MP shown six thousand year-old tools found on £2.3m Yorkshire Water schemeLand & recreation
Kevin Hollinrake MP was shown tools from 4000BC which were uncovered on a pipeline route at Yorkshire Water’s £2.3m investment scheme near Bagby.
The MP for Thirsk and Malton was shown a number of flint tools from the Neolithic period 4000 to 2000BC that were found after archaeological surveys were completed by Northern Archaeological Associates prior to the scheme starting.
Small knives, a scraper and piercers, which would have been used to work on animal skins were uncovered. After being examined by specialists the tools will be given to the Yorkshire Museum in York.
The items were found by Yorkshire Water whilst it was installing a three-mile long sewer pipe from Bagby to its waste water treatment works at Sowerby, Thirsk.
The project, which is being completed on the company’s behalf by Mott McDonald Bentley, commenced in August this year and is part of a wider programme of environmental improvements to enhance the quality of water that is discharged from some of its waste water treatment works.
Yorkshire Water is investing £70m to improve the water that is returned to the environment to meet new environmental targets on phosphorus removal. The company is improving 196km of water courses throughout the county.
The new sewer pipeline will mean that Bagby sewage plant can be decommissioned with the village’s sewage waste treated in Thirsk instead. Thirsk waste water treatment works is located off Sandholmes Lane in Sowerby and is soon to undergo an upgrade too.
The MP was also shown how the company is avoiding 2-way traffic lights on the A19 near to Bagby to avoid traffic congestion on this busy road. They have excavated two deep holes in the fields adjacent to the highway and will drill under the road and then install the pipe connecting up to the pipe leading to the waste water treatment works.
Emily Brady from Yorkshire Water, said: “This investment shows our commitment to improving water treatment and helping the environment. These investments will have a profound effect on improving our processes.”
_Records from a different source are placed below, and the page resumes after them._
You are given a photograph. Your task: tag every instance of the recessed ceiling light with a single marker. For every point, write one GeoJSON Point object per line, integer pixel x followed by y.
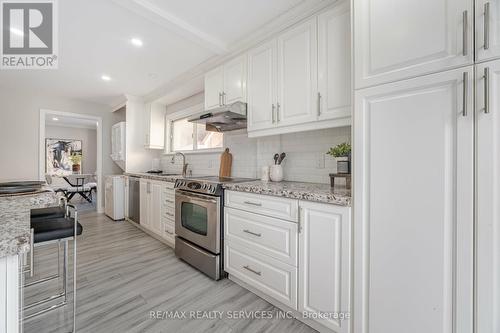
{"type": "Point", "coordinates": [136, 42]}
{"type": "Point", "coordinates": [17, 32]}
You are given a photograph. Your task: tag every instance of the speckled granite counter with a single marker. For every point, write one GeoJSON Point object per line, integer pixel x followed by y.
{"type": "Point", "coordinates": [15, 219]}
{"type": "Point", "coordinates": [296, 190]}
{"type": "Point", "coordinates": [152, 176]}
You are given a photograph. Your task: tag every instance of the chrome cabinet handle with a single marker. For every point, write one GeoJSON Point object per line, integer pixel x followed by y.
{"type": "Point", "coordinates": [464, 32]}
{"type": "Point", "coordinates": [251, 270]}
{"type": "Point", "coordinates": [487, 90]}
{"type": "Point", "coordinates": [464, 97]}
{"type": "Point", "coordinates": [486, 25]}
{"type": "Point", "coordinates": [252, 203]}
{"type": "Point", "coordinates": [319, 104]}
{"type": "Point", "coordinates": [252, 233]}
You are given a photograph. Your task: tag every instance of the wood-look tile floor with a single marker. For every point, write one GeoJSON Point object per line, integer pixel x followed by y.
{"type": "Point", "coordinates": [124, 274]}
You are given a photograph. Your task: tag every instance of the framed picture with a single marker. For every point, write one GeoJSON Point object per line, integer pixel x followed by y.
{"type": "Point", "coordinates": [63, 156]}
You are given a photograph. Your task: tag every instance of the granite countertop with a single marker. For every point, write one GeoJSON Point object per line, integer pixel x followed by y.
{"type": "Point", "coordinates": [15, 219]}
{"type": "Point", "coordinates": [296, 190]}
{"type": "Point", "coordinates": [152, 176]}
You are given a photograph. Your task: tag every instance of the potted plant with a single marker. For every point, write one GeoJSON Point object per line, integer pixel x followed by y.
{"type": "Point", "coordinates": [342, 153]}
{"type": "Point", "coordinates": [76, 160]}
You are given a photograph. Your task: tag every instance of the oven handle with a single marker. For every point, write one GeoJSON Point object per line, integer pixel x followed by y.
{"type": "Point", "coordinates": [204, 198]}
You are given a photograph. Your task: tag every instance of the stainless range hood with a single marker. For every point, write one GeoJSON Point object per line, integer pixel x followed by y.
{"type": "Point", "coordinates": [223, 119]}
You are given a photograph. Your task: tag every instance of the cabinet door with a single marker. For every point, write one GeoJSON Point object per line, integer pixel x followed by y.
{"type": "Point", "coordinates": [396, 40]}
{"type": "Point", "coordinates": [297, 75]}
{"type": "Point", "coordinates": [214, 85]}
{"type": "Point", "coordinates": [324, 262]}
{"type": "Point", "coordinates": [144, 203]}
{"type": "Point", "coordinates": [126, 187]}
{"type": "Point", "coordinates": [488, 198]}
{"type": "Point", "coordinates": [487, 29]}
{"type": "Point", "coordinates": [334, 65]}
{"type": "Point", "coordinates": [262, 87]}
{"type": "Point", "coordinates": [155, 208]}
{"type": "Point", "coordinates": [413, 218]}
{"type": "Point", "coordinates": [235, 80]}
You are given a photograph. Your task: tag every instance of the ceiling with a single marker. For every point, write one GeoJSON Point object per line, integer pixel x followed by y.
{"type": "Point", "coordinates": [57, 120]}
{"type": "Point", "coordinates": [94, 39]}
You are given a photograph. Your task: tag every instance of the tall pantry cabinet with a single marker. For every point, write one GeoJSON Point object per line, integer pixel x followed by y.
{"type": "Point", "coordinates": [427, 166]}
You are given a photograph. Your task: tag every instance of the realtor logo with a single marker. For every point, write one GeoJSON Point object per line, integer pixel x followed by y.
{"type": "Point", "coordinates": [29, 34]}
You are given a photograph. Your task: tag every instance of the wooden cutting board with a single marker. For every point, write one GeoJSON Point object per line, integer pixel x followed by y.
{"type": "Point", "coordinates": [226, 161]}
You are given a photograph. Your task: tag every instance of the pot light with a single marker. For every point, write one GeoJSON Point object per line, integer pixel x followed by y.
{"type": "Point", "coordinates": [136, 42]}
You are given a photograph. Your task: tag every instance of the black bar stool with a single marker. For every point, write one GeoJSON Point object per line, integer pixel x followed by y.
{"type": "Point", "coordinates": [48, 227]}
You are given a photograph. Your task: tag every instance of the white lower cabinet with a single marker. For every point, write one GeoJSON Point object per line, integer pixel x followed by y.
{"type": "Point", "coordinates": [325, 263]}
{"type": "Point", "coordinates": [304, 266]}
{"type": "Point", "coordinates": [268, 275]}
{"type": "Point", "coordinates": [157, 208]}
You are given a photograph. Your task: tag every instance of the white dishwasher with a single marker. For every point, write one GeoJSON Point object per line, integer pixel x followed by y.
{"type": "Point", "coordinates": [114, 197]}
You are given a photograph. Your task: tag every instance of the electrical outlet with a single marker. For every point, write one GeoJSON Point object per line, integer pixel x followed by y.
{"type": "Point", "coordinates": [320, 161]}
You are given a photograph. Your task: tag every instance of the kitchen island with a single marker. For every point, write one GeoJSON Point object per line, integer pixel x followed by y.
{"type": "Point", "coordinates": [14, 243]}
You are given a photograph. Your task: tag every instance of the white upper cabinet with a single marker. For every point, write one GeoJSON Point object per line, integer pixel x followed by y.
{"type": "Point", "coordinates": [155, 126]}
{"type": "Point", "coordinates": [488, 196]}
{"type": "Point", "coordinates": [214, 86]}
{"type": "Point", "coordinates": [226, 84]}
{"type": "Point", "coordinates": [487, 29]}
{"type": "Point", "coordinates": [262, 86]}
{"type": "Point", "coordinates": [235, 82]}
{"type": "Point", "coordinates": [334, 63]}
{"type": "Point", "coordinates": [325, 262]}
{"type": "Point", "coordinates": [414, 204]}
{"type": "Point", "coordinates": [400, 39]}
{"type": "Point", "coordinates": [297, 74]}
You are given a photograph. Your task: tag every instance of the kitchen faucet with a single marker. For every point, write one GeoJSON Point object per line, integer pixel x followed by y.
{"type": "Point", "coordinates": [184, 164]}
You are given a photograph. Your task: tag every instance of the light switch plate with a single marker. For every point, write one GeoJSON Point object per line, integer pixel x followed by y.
{"type": "Point", "coordinates": [320, 161]}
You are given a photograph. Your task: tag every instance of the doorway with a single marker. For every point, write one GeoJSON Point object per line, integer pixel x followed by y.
{"type": "Point", "coordinates": [70, 157]}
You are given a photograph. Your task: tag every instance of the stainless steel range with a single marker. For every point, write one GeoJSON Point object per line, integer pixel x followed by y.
{"type": "Point", "coordinates": [199, 203]}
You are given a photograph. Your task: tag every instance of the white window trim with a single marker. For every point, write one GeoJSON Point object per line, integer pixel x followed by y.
{"type": "Point", "coordinates": [170, 118]}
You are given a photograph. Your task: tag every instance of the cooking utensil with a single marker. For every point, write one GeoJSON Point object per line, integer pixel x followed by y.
{"type": "Point", "coordinates": [226, 161]}
{"type": "Point", "coordinates": [281, 158]}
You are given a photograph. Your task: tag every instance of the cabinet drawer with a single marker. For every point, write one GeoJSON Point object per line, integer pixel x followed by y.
{"type": "Point", "coordinates": [267, 235]}
{"type": "Point", "coordinates": [282, 208]}
{"type": "Point", "coordinates": [270, 276]}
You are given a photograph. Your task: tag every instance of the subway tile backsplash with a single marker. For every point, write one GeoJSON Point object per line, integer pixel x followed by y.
{"type": "Point", "coordinates": [306, 158]}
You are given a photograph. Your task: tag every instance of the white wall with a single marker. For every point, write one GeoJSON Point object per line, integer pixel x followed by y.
{"type": "Point", "coordinates": [19, 130]}
{"type": "Point", "coordinates": [88, 137]}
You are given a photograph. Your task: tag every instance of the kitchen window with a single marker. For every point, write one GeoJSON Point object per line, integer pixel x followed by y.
{"type": "Point", "coordinates": [187, 136]}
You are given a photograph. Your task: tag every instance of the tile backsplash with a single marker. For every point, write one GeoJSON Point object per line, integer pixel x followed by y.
{"type": "Point", "coordinates": [306, 158]}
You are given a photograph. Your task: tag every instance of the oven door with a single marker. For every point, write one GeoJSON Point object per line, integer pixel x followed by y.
{"type": "Point", "coordinates": [197, 219]}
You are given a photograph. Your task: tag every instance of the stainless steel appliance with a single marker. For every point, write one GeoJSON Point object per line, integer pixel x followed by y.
{"type": "Point", "coordinates": [199, 222]}
{"type": "Point", "coordinates": [225, 118]}
{"type": "Point", "coordinates": [134, 200]}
Kevin Hollinrake added: “I was very interested to see first-hand the investment being made in water treatment in North Yorkshire. It was particularly pleasing to see that drainage and sewage works are being future proofed to take into account predicted housing and population growth up till 2030. It is hugely important that we deliver infrastructure at the same time as this growth is actually happening, rather than fire-fighting when capacity is exceeded. We also need to take the same approach for other vital services, such as health and transport.”